Equity Fund Investments Analyzed
In December 2025, people invested less in equity mutual funds (like stocks) than they did the month before. Only ₹28,054 crore came in, which is a 6% drop. This happened because many people were selling their investments back for ₹41,000 crore – the highest they’ve seen in 17 months. It’s like a lot of people suddenly wanting their money back at the same time.
Key Points
- Investors pulled ₹41,000 crore from equity funds in December.
- New investments (inflows) decreased by 6% month-over-month.
- Global worries, like trade deals and currency changes, scared investors.
- SIPs (regular investments) still grew by 17%, a record high.
- Flexicap funds were the most popular investment choice.
- Total assets managed by mutual funds grew to ₹80 trillion.
Experts say this drop in investment is normal. The market is a little nervous because things like trade deals with the United States aren’t finalized, the rupee is getting weaker, and investors are pulling money out of India. This makes the stock market go up and down a lot.
Ankur Punj, from Equirus Wealth, agrees. He says investors are being careful because of problems around the world. These problems, called “geopolitical tensions,” make people worried and they don’t want to invest as much.
In 2025, investments in smaller companies (smallcaps) went down a lot. This is because the stock market wasn’t doing very well – it was going up and down a lot, especially with small companies. Many people were hesitant to invest.
Even though things weren’t great for stocks, people were still investing regularly through Systematic Investment Plans (SIPs). These are like automatic investments that happen every month. In December, SIPs brought in a record-breaking ₹31,000 crore – 17% more than the previous month!
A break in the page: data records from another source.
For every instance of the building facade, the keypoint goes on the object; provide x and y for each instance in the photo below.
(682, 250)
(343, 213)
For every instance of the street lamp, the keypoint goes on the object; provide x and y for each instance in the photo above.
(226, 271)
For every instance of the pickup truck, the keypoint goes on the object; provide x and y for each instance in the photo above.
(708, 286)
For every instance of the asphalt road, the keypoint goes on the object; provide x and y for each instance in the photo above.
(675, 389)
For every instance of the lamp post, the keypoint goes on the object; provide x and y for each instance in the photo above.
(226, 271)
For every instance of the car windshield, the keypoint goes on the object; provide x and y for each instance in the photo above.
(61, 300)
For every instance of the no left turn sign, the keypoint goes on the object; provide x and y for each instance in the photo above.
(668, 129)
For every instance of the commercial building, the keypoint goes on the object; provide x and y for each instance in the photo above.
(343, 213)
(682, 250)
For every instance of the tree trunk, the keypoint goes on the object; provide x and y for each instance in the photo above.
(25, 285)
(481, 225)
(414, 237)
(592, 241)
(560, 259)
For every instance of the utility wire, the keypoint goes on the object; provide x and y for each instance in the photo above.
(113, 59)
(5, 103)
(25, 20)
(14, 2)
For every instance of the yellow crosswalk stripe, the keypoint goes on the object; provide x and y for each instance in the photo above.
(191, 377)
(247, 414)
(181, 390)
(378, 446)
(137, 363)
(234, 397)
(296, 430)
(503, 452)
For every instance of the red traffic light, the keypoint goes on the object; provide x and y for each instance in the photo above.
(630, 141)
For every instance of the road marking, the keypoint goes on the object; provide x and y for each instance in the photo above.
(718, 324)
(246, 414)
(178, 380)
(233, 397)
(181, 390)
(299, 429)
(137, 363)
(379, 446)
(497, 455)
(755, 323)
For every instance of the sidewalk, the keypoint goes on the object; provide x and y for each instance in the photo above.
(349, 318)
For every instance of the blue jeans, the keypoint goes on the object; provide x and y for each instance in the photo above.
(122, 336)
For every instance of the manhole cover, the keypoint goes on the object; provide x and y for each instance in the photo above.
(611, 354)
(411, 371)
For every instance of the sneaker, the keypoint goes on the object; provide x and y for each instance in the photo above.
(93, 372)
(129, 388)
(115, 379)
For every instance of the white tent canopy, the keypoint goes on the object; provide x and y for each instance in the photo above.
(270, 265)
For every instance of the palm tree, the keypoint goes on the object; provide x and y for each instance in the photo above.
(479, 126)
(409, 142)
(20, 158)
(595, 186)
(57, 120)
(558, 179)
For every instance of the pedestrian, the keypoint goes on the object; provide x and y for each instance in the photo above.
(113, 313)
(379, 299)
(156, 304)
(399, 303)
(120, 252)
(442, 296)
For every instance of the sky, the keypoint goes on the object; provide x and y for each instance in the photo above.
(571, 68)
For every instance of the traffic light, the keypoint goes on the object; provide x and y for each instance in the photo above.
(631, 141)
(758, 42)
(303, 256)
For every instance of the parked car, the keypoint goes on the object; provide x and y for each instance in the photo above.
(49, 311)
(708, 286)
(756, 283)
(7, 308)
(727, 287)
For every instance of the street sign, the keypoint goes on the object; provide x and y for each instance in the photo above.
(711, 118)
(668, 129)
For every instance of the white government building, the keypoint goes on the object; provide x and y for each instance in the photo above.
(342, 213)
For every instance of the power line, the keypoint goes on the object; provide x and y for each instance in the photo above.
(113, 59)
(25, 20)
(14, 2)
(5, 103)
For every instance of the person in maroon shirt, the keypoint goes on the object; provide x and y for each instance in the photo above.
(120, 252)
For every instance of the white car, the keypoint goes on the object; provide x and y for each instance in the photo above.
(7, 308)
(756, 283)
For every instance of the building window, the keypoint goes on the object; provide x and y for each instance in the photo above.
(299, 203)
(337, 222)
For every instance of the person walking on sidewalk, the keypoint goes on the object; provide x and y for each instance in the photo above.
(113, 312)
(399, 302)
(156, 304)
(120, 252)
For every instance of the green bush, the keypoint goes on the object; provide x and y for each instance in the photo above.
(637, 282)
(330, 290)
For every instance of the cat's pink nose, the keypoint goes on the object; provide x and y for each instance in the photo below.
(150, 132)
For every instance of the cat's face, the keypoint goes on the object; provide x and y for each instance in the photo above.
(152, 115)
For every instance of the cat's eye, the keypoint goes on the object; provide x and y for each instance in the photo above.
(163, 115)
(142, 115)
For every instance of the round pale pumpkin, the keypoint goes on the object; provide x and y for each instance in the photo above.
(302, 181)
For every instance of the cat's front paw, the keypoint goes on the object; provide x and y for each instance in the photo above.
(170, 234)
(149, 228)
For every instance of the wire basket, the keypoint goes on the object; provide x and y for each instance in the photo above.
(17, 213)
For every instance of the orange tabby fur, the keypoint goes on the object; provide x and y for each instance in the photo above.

People are changing what they’re investing in. They’re choosing flexible funds (flexicap), gold and silver investments, and funds that invest in different things like stocks, bonds, and commodities (multi-asset funds). These types of funds are becoming more popular.
Flexicap funds, which can invest in a wide range of stocks, were the biggest winners, bringing in over ₹10,000 crore in December. Kotak Mahindra AMC’s Ovas Bakshi explains that large companies (largecaps) have been doing better than smaller companies (midcaps and smallcaps), so investors are putting their money in flexicap funds.
Multi-asset funds also did well, bringing in ₹7,426 crore last month. These funds can invest in different types of investments, giving investors more choices.
Overall, the mutual fund industry grew a lot in 2025 – almost 20%! This means more people are investing in mutual funds, and the total value of those investments reached over ₹80 trillion. This growth is thanks to increased participation and more people using mutual funds.
“The trend shows investors are cautiously adjusting their strategies in response to global economic shifts.”